The "Smallville" actress has said her involvement in the group was "the biggest mistake and greatest regret of my life."
Image: Allison Mack
Allison Mack, center, leaves federal court with her mother, Mindy Mack, after being sentenced on June 30, 2021, in New York.Mary Altaffer / AP

A federal judge Wednesday sentenced "Smallville" actress Allison Mack to three years in prison for her role in a purported self-help group that prosecutors say doubled as a secret sex cult.

Mack pleaded guilty in 2019 to various crimes, including extortion and forced labor, when she was a high-ranking member of NXIVM, the upstate New York group led by Keith Raniere, who is now serving a 120-year prison sentence.

Mack appeared before U.S. District Count Judge Nicholas Garaufis in Brooklyn to learn her fate.

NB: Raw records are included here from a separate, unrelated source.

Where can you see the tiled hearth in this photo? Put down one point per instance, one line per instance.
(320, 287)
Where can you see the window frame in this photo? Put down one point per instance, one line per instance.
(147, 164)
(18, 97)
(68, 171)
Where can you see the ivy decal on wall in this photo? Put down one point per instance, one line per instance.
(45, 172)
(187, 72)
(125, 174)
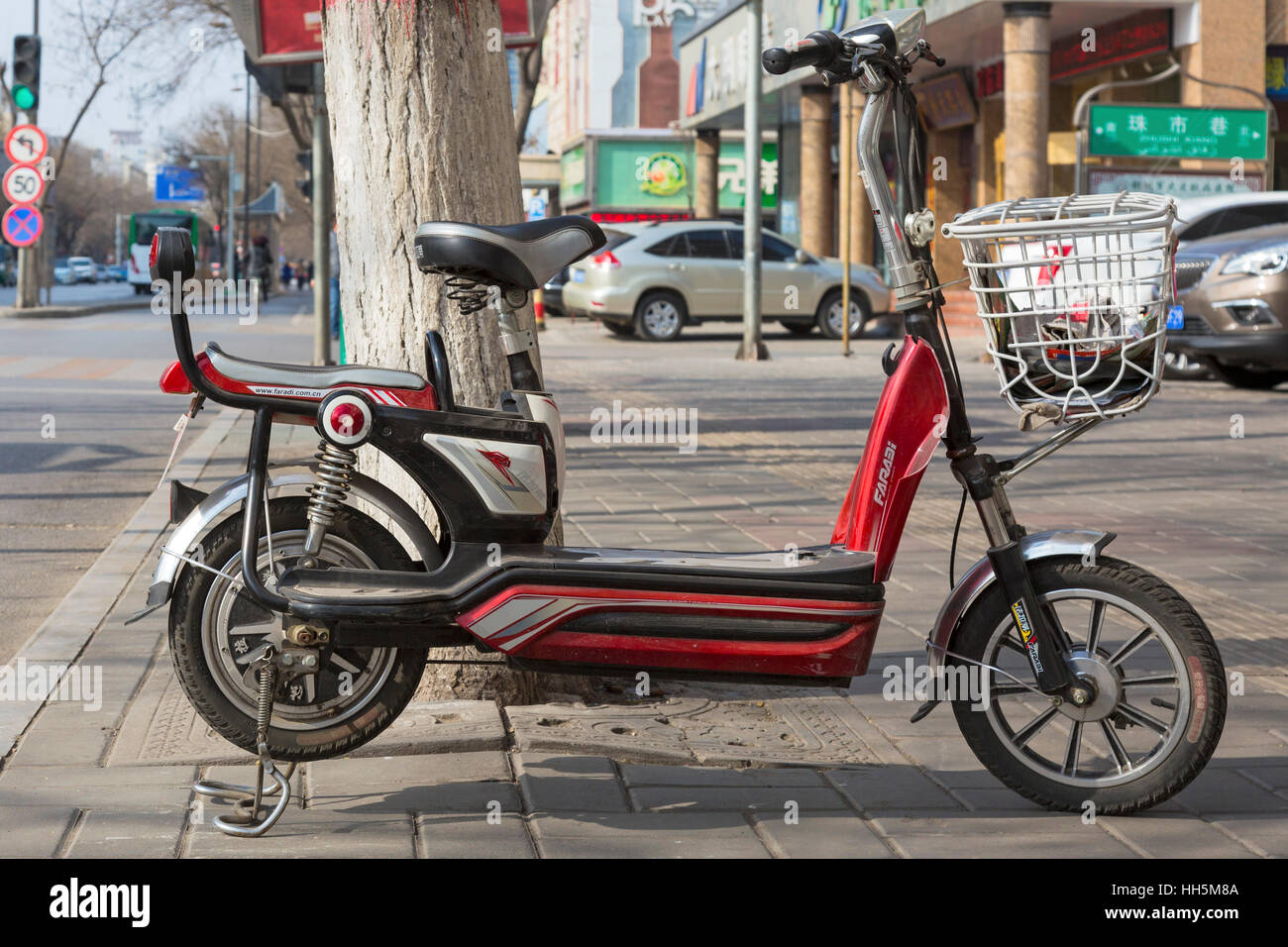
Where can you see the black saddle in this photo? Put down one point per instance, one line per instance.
(520, 256)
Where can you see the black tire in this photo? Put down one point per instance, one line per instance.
(295, 735)
(1256, 379)
(829, 328)
(1180, 368)
(1180, 754)
(660, 316)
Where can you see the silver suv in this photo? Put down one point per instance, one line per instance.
(652, 279)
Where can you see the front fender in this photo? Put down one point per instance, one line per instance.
(979, 578)
(288, 480)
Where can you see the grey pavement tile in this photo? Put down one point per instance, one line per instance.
(822, 835)
(893, 788)
(129, 832)
(557, 783)
(927, 835)
(34, 831)
(1175, 835)
(478, 797)
(636, 775)
(312, 834)
(428, 770)
(472, 836)
(777, 799)
(647, 835)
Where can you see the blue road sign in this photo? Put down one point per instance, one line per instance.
(22, 224)
(181, 184)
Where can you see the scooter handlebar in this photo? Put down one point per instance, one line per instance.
(819, 48)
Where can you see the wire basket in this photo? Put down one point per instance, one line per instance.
(1074, 294)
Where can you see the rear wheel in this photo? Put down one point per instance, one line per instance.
(828, 316)
(1240, 376)
(217, 631)
(1155, 674)
(660, 316)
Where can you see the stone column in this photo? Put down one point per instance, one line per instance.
(816, 196)
(1026, 48)
(706, 174)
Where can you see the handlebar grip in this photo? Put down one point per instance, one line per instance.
(816, 50)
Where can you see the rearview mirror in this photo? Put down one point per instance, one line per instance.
(170, 254)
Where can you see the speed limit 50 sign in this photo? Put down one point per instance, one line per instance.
(24, 184)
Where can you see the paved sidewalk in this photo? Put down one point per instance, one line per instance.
(728, 771)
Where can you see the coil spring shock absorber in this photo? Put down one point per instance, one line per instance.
(330, 487)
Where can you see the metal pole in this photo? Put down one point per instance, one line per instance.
(752, 348)
(231, 252)
(846, 161)
(321, 222)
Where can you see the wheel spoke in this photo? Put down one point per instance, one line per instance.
(1138, 716)
(1022, 736)
(1074, 746)
(1160, 678)
(1121, 757)
(1132, 646)
(1098, 622)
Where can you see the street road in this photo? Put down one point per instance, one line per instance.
(76, 294)
(91, 381)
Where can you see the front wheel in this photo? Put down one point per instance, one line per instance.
(1154, 671)
(217, 633)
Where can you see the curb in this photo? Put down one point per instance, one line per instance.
(69, 312)
(64, 633)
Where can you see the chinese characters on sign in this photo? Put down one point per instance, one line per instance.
(1177, 132)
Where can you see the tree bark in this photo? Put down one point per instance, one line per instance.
(421, 129)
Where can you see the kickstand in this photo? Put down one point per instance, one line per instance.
(245, 821)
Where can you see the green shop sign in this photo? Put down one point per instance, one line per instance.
(657, 174)
(1176, 132)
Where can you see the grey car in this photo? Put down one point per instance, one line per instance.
(1233, 292)
(653, 279)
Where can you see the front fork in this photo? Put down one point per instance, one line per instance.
(1046, 644)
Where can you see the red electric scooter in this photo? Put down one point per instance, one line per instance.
(299, 624)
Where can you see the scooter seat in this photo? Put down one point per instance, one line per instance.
(309, 375)
(520, 256)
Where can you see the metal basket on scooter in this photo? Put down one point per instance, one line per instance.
(1074, 294)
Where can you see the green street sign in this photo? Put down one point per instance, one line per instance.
(1177, 132)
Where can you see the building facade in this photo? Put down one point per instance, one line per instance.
(1001, 115)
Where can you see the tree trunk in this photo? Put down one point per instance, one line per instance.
(421, 129)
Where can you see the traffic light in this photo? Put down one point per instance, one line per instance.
(26, 72)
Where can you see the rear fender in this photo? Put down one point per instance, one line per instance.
(1041, 545)
(282, 480)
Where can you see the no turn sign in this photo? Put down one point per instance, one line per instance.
(24, 184)
(26, 145)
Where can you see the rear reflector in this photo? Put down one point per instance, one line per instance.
(174, 380)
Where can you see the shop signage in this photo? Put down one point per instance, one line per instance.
(1276, 72)
(945, 101)
(1177, 132)
(1142, 34)
(657, 174)
(1172, 183)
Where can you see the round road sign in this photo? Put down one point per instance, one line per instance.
(24, 184)
(26, 145)
(22, 224)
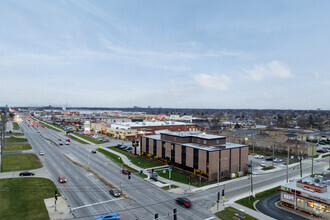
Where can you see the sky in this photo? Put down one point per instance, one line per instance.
(178, 54)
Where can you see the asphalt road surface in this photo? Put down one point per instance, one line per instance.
(88, 196)
(268, 207)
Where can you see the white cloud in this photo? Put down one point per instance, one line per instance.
(216, 82)
(274, 69)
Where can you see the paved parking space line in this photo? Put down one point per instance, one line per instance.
(79, 207)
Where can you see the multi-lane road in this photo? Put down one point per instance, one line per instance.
(88, 196)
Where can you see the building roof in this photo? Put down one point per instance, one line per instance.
(129, 125)
(194, 134)
(219, 147)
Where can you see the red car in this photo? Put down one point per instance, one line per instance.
(125, 171)
(61, 179)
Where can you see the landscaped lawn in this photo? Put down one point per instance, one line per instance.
(23, 198)
(16, 162)
(17, 147)
(144, 162)
(229, 213)
(89, 138)
(14, 140)
(248, 201)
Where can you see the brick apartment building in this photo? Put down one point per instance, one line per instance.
(203, 154)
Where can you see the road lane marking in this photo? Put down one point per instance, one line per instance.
(79, 207)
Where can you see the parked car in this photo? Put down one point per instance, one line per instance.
(278, 160)
(269, 158)
(125, 171)
(114, 192)
(184, 202)
(259, 157)
(62, 179)
(129, 148)
(26, 173)
(322, 151)
(108, 216)
(263, 164)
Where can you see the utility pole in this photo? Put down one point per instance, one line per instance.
(273, 152)
(3, 135)
(287, 166)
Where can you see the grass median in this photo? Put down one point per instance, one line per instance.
(17, 147)
(88, 138)
(229, 213)
(76, 139)
(15, 140)
(14, 134)
(50, 127)
(248, 201)
(16, 162)
(23, 198)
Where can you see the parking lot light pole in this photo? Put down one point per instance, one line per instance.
(219, 170)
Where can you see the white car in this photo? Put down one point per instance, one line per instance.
(259, 157)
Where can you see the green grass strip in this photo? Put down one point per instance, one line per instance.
(17, 147)
(88, 138)
(14, 140)
(229, 213)
(23, 198)
(14, 134)
(48, 126)
(76, 139)
(16, 126)
(16, 162)
(248, 201)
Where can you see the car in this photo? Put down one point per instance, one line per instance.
(129, 148)
(114, 192)
(62, 179)
(269, 158)
(26, 173)
(278, 160)
(184, 202)
(108, 216)
(125, 171)
(263, 164)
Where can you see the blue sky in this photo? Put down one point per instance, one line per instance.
(180, 54)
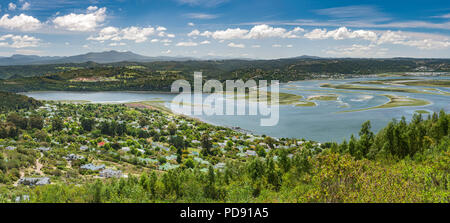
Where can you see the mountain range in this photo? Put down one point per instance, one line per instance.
(97, 57)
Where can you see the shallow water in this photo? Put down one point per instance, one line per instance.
(321, 123)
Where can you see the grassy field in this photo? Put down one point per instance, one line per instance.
(374, 88)
(409, 82)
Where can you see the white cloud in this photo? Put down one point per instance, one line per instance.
(421, 41)
(132, 33)
(194, 32)
(265, 31)
(187, 44)
(201, 16)
(117, 44)
(21, 22)
(257, 32)
(12, 6)
(341, 33)
(92, 8)
(161, 28)
(234, 45)
(357, 50)
(82, 22)
(204, 3)
(17, 41)
(137, 34)
(25, 6)
(405, 39)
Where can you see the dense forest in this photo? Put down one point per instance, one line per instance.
(404, 162)
(158, 76)
(12, 102)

Based on federal sentencing guidelines, Mack faced 14 to 17 1/2 years behind bars, though prosecutors said the actress deserved less time because of her cooperation with investigators.

"She cannot undo what has been done, and she will have to live with the regret for the rest of her life," Mack's lawyers said in a court filing last week. "But Ms. Mack still holds the potential to be valuable to society — as a family member, as a friend, as a helper to those in need and as a cautionary tale."

Also in last week's filing, Mack, 38, said she understands the physical and emotional pain she inflicted on cult victims.

"I have experienced overwhelming shame as I have worked to accept and understand all that went on and all that I chose," Mack wrote.

Devoting "my loyalty, my resources, and, ultimately, my life to" Raniere, she said, "was the biggest mistake and greatest regret of my life."

"I am sorry to those of you that I brought into NXIVM," Mack continued. "I am sorry I ever exposed you to the nefarious and emotionally abusive schemes of a twisted man. I am sorry that I encouraged you to use your resources to participate in something that was ultimately so ugly."

Former NXIVM members have told investigators how Raniere established the secret sorority within NXIVM in which women were kept on starvation diets, branded with his initials and ordered to have sex with him.

Mack and other group leaders used nude photos and other compromising material to pressure members into complying, prosecutors have said.

Mack is best known for her work in "Smallville," which ran on the WB and then the CW networks from 2001 to 2011, playing Chloe Sullivan, the close friend to young Clark Kent.